Internationale Ermittler haben ein globales Netzwerk für Geldwäsche und Drogenhandel zerschlagen, das sich über mehrere Kontinente erstreckte. Heute, am 6. März 2026, berichtete Europol in Den Haag über die Ergebnisse ihrer umfassenden Ermittlungen.
Der Fall, der bereits 2024 seinen Anfang nahm, begann mit der Beschlagnahme von zwei Mobiltelefonen in einer unbekannten Kleinstadt im Westen Schwedens. Diese Geräte enthielten entscheidende Daten, die zu einem internationalen Verbrechernetzwerk führten. Laut Kleine Zeitung arbeitete eine Taskforce aus Ermittlern in Schweden, Spanien, Deutschland und Australien über einen Zeitraum von zwei Jahren, um das Netzwerk zu identifizieren und zu enttarnen.
Koordinierte Aktion und Festnahmen
In dieser Woche fand eine von Europol koordinierte Großaktion statt, die auch die Unterstützung der europäischen Justizbehörde Eurojust und Behörden in Thailand einschloss. Dutzende Gebäude wurden durchsucht, und es kam zur Beschlagnahmung von Computern sowie Mobiltelefonen. Während der Durchsuchungen wurden 15 Verdächtige in vier Ländern festgenommen, was die internationale Dimension des Falls unterstreicht. Andy Kaag, Leiter der Europol-Abteilung für organisiertes Verbrechen, bezeichnete den Fall als beispielhaft für die Funktionsweise des organisierten Verbrechens heutzutage. Er betonte, wie wichtig die Zusammenarbeit zwischen verschiedenen Ländern in der Bekämpfung solcher Netzwerke ist, wie ORF berichtet.

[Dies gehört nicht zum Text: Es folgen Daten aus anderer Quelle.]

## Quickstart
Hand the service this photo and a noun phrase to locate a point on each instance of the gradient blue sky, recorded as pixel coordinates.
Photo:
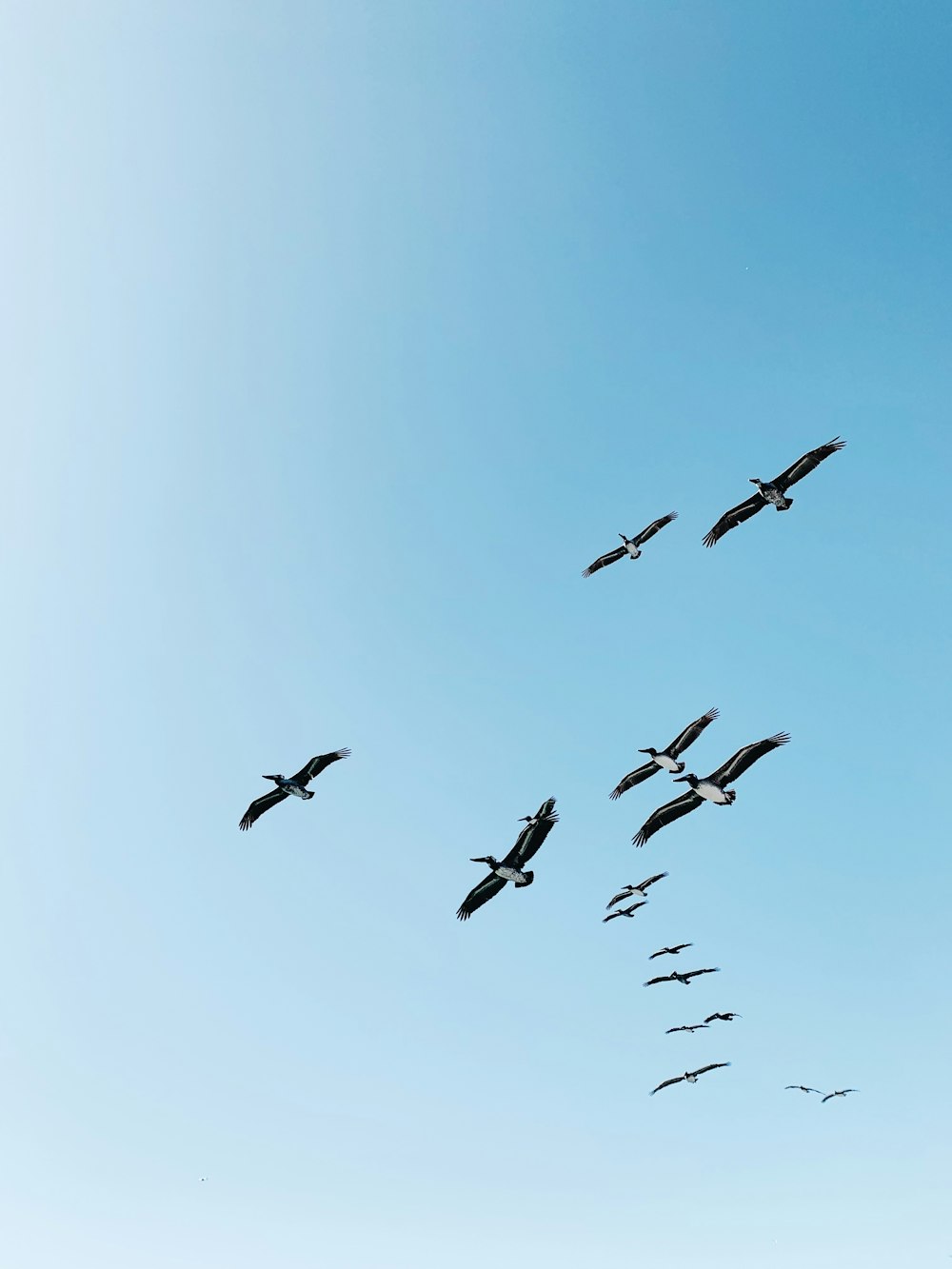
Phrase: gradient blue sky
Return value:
(337, 340)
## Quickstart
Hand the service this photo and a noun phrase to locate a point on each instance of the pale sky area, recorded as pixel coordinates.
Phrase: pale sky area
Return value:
(337, 340)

Insbesondere in Thailand waren Mitglieder des Netzwerks aktiv, die den Online-Handel mit Drogen, insbesondere in Richtung skandinavischer Länder, organisierten. In Schweden wurden die Drogen weiter vertrieben, wobei die erzielten Profite durch legale Unternehmen gewaschen wurden. Dies spiegelt die Taktiken wider, die von vielen kriminellen Banden angewendet werden, die sich zunehmend in legalen Wirtschaftsstrukturen verstecken.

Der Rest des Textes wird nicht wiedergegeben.